This is the third entry in what I hope will become a book-length series of posts. That result, if it comes to pass, will amount to an unorthodox economics textbook. Here are the chapters that have been posted to date:
1. What Is Economics?
2. Pitfalls
3. What Is Scientific about Economics?
4. A Parable of Political Economy
5. Economic Progress, Microeconomics, and Macroeconomics
Perhaps the biggest pitfall that awaits an economist, student of economics, or reader of economic literature is the belief that economics is a science because of its mathematical and statistical content. David S. D’Amato takes a clear-headed view in “Is Economics a Hard Science?” (The American Spectator, January 4, 2017):
[E]conomists and social scientists are gathering and analyzing statistical data constantly. [But] those data are limited by the density of the causal atmosphere of the environment from which they emerge, a rich and variable sea of causes and effects. Isolating one or even a few factors becomes impossible.
As Jim Manzi explains in his book Uncontrolled, “[W]e can never be sure that any experiment actually has controlled for every possible alternative cause of an outcome.” And while this is, of course, true in every field of inquiry, the problem is especially acute within the social sciences, so-called. That’s because, as Manzi observes, “human social organizations have a causal density that dwarfs anything astrophysics considers.”…

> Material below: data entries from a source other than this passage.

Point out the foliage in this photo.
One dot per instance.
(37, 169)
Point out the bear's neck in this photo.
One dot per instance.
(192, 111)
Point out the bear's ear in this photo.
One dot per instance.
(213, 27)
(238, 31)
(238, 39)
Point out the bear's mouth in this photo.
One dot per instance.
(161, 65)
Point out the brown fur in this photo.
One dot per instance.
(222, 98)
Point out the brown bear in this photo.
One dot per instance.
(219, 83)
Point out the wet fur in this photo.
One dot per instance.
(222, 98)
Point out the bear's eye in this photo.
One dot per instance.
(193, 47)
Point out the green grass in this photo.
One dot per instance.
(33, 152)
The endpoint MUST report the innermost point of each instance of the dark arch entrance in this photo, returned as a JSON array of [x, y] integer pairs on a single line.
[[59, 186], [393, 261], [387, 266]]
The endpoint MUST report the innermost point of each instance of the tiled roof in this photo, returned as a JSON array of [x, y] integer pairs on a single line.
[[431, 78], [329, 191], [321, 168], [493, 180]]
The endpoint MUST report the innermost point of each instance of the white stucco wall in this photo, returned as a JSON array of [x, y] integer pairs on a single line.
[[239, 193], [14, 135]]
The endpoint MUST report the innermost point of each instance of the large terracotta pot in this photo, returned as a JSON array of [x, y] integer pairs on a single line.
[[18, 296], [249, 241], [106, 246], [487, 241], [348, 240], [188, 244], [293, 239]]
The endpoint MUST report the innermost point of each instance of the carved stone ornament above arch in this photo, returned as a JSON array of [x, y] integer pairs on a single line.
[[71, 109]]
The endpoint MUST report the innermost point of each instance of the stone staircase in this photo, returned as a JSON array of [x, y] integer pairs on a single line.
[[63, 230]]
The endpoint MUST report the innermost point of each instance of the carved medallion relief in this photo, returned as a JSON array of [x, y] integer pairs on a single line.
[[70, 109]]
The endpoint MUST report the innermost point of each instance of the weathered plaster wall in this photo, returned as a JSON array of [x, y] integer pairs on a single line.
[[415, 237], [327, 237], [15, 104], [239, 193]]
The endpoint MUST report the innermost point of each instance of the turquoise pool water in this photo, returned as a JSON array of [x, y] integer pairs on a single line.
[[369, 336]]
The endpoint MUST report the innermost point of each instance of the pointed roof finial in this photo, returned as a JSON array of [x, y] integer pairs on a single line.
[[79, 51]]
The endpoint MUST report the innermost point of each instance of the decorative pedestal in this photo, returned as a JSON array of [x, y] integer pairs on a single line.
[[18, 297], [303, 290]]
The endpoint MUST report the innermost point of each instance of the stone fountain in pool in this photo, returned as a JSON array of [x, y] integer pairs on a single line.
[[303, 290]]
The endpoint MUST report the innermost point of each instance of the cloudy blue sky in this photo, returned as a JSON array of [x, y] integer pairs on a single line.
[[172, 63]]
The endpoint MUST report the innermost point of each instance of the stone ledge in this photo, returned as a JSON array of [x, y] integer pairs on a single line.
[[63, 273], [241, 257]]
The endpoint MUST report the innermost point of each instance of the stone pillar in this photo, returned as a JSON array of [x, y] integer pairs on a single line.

For any given observable phenomenon, the scientist must attempt to parse a convoluted web of actual and potential causes. Unable to control the experiment, its environmental inputs, groups, etc., the social scientist is unable to know whether the hypothesis being tested has been confirmed. This causal density means economic data must always be the subject of several competing explanations, informed by ideology and extra-economic social theory…
…The great classical liberal political economist Jean-Baptiste Say foresaw the complacency of today’s economists, their tendency to oversell the power of data and mathematics. Anticipating the praxeology of Ludwig von Mises, Say held the proper foundations for economics are “the rigorous deductions of undeniable general facts,” not “new particular fact[s]” (i.e., statistics), but basic laws of human action….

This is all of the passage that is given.